Add each camphor enzyme of neutral protease and adjust the optimum pl+ for each.
Below, the reaction was carried out at 50°C overnight. In addition, as a comparative example, one without the addition of enzyme was also prepared. IO+ each reaction solution
14. Collect ml and pass it through a 0.45μ Millipore filter.
9c), filter for 2 minutes, 2I! The amount of liquid was measured.

The results are shown in Table 2.

(Hereinafter, blank spaces) Table 2 It can be seen that the filterability is significantly improved by treating the extract with alkaline xylanase and cellulase.

(3) Viscosity of the product The food wtm prepared in Example 2 and the dietary fiber prepared in the same manner as in Example 2 except that the enzyme treatment was not performed were added to water at a concentration of 5%. Dissolve,
The viscosity of each aqueous solution at 50'C was measured using a B-type viscometer (60
rpm, ). The results are shown in Table 3.

(The following is a blank space) Table 3 Thus, it can be seen that the viscosity of the product is significantly reduced by enzymatic treatment.

"Effects of the Invention" As explained above, according to the present invention, hemicellulose can be appropriately reduced in molecular weight by treating the plant fibrous raw material with xylanase after alkali extraction.

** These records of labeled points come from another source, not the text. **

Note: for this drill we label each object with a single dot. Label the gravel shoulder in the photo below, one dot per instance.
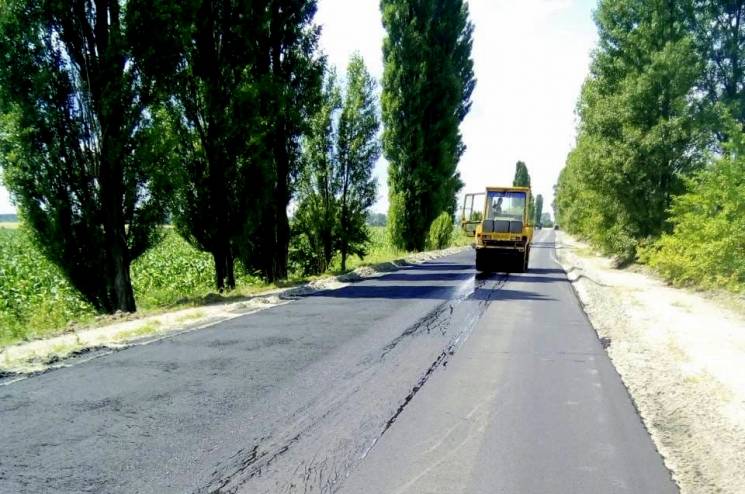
(126, 330)
(682, 358)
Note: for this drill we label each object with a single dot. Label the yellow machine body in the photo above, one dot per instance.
(499, 220)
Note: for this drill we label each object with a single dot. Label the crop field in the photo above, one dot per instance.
(36, 300)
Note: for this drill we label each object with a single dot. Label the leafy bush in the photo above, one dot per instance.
(34, 295)
(440, 232)
(706, 247)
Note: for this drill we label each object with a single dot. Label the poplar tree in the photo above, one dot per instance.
(79, 146)
(315, 219)
(358, 150)
(522, 176)
(204, 57)
(427, 85)
(290, 95)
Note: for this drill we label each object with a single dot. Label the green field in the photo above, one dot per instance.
(36, 301)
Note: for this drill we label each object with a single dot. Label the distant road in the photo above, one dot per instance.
(429, 379)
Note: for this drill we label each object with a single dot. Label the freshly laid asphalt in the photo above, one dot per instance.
(428, 379)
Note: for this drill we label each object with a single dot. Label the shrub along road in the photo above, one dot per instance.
(429, 379)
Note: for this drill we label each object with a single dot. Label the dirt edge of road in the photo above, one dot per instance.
(680, 356)
(33, 357)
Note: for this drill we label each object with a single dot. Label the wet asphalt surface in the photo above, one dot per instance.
(428, 379)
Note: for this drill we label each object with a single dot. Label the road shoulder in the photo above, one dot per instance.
(77, 345)
(680, 356)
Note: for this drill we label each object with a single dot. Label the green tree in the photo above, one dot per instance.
(538, 208)
(80, 149)
(522, 177)
(211, 91)
(638, 133)
(427, 85)
(719, 31)
(290, 94)
(336, 188)
(546, 220)
(318, 187)
(358, 149)
(705, 245)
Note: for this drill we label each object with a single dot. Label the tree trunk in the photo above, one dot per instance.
(230, 269)
(219, 259)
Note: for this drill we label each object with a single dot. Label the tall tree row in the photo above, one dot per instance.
(427, 85)
(79, 147)
(336, 187)
(641, 130)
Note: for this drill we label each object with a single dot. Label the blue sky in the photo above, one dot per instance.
(530, 56)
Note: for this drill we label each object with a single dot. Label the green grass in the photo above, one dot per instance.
(36, 301)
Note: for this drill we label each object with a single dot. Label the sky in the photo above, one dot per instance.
(530, 58)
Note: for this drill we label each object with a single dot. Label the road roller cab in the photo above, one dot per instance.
(499, 221)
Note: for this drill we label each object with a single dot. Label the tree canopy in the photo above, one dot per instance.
(81, 151)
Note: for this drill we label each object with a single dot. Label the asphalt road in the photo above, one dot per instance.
(429, 379)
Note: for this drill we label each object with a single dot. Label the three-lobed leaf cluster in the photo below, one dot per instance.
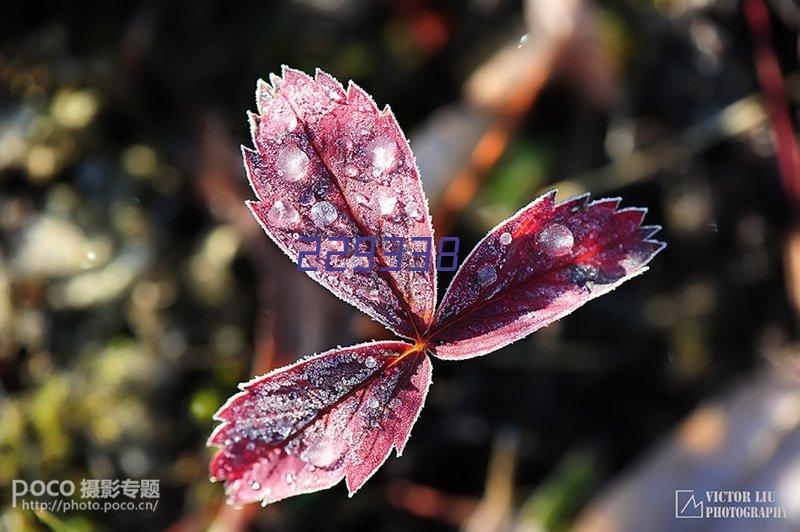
(329, 164)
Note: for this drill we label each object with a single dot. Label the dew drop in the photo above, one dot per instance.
(323, 213)
(351, 170)
(412, 212)
(282, 215)
(292, 164)
(487, 275)
(306, 197)
(383, 153)
(386, 202)
(556, 239)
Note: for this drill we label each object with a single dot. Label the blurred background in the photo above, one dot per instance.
(136, 290)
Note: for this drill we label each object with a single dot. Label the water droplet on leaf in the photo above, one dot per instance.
(383, 153)
(487, 275)
(324, 213)
(292, 164)
(556, 239)
(282, 215)
(385, 202)
(351, 170)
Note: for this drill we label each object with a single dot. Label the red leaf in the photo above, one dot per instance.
(536, 267)
(304, 427)
(329, 163)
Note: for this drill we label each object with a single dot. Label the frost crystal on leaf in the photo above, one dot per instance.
(328, 163)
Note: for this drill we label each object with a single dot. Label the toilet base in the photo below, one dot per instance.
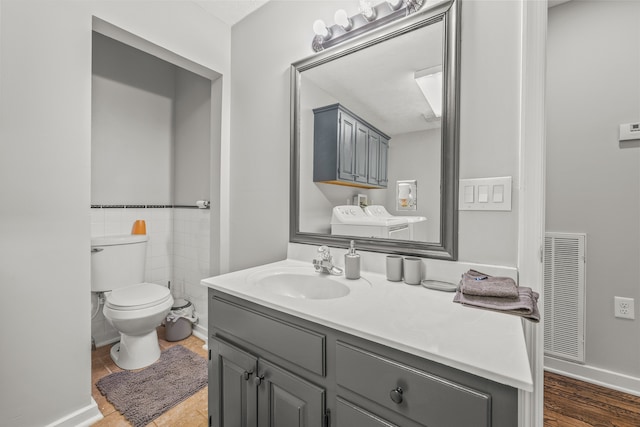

Therefore, it has a low viscosity when dissolved in water, which facilitates manufacturing processes such as filtration, and when added to drinks etc., increases in viscosity can be suppressed to prevent deterioration of texture. Furthermore, since the main component is hemicellulose, which has been reduced to a moderately low molecular weight without being decomposed into monosaccharides or oligosaccharides, excellent physiologically active effects can be expected even in small amounts. Therefore, the water-soluble dietary fiber obtained in the present invention is
It can be widely used as an additive in various foods and drinks, such as breads, cakes, and biscuits, as well as sauces, soups, and drinks.

Claims (5)

[Claims] (1) A method for producing water-soluble dietary fiber, which comprises extracting a plant fibrous material with alkali and treating the extract with xylanase to obtain a partially decomposed product of hemicellulose. (2) The method for producing water-soluble dietary fiber according to claim 1, wherein at least one selected from corn husk, rice bran, wheat bran, barley bran, malt root, and wood is used as the vegetable fiber raw material. (3) A claim in which the vegetable fiber raw material is at least one selected from corn husk, rice bran, wheat bran, barley bran, malt root, and wood, from which starch, protein, lipids, inorganic substances, etc. have been removed. 1. The method for producing water-soluble dietary fiber according to 1. (4) The method for producing water-soluble dietary fiber according to any one of claims 1 to 3, wherein alkaline xylanase of bacterial origin is used as the xylanase. (5) Claim 1 in which the alkaline extract is treated with xylanase, then decolorized, desalted, further concentrated and dried.
5. The method for producing water-soluble dietary fiber according to any one of 4 to 4.